(1936, b/w) Dancing feats! Romantic treats! Comic deceits! George Stevens directed this spectacle of footwork set to a score by Jerome Kern and Dorothy Fields, based on a story by Erwin Gelsey. The variety of styles of dancing were challenging choreography, requiring 350 hours of rehearsals under the supervision of Hermes Pan.
John "Lucky" Garnett (Fred Astaire), hoofer and gambler, arrives too late to wed Margaret Watson (Betty Furness), thanks to the mischief of his dance troupe. Before he can earn back Margaret's father's trust, he must prove he can be successful in New York City, plus pay back a $25,000 bet he'd lost to a pal. In formal attire he hops a freight train, accompanied by his accomplice Everett "Pop" Cardetti (Victor Moore).
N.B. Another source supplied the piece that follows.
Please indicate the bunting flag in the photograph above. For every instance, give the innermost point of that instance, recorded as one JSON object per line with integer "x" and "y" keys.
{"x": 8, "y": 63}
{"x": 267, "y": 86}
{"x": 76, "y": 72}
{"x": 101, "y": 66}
Pursuing a young lady into a dance studio after an altercation with her over his lucky quarter, involving Pop ("Look out for the great big ditch") and a cop, Lucky takes dance instruction from the same pretty girl, Penelope Carrol (Ginger Rogers in her sixth film with Astaire in four years), petulant over the coin confusion: "No one could teach you to dance." They come to a better understanding performing "Pick Yourself Up."
Meanwhile, Pop and the no-nonsense Miss Mabel Anderson (Helen Broderick) make an odd couple.
Missing an audition with Penny, because he lost his only suit of clothes playing piquet, puts Lucky back in the dog house, which he tries to remedy by singing at the piano in her apartment "The Way You Look Tonight," while she shampoos her hair (which even in black-and-white appears almost red).
At the Silver Sandal café, when orchestra-leader Ricardo Romero (Georges Metaxa), Penny's swain, refuses to conduct his band for Lucky and Penny's dance number, Lucky and Pop swindle Ricky's contract from Dice Raymond.
Disappointed with his aloofness toward her - when not dancing but wearing a bowler and top coat, Astaire resembles Stan Laurel - Penny in the snow sings the ironically titled "A Fine Romance." Later "Waltz in Swing Time" gives expression to the spontaneity of their romance.
Displaying his physics of physicality during his cinematographic tap-dance tribute to Bill Robinson, "Bojangles of Harlem," Astaire in blackface, accompanied by three huge shadows of himself, becomes a jazz instrument in tap shoes.
About to lose his girl to Ricardo, Lucky's attempt to entice her back in their staircase number, "Never Gonna Dance," filmed without interruption, took 47 takes (according to Pan, by the end Rogers was bleeding through her shoes). But on the screen everything looks - la belle romance - effortless and magical.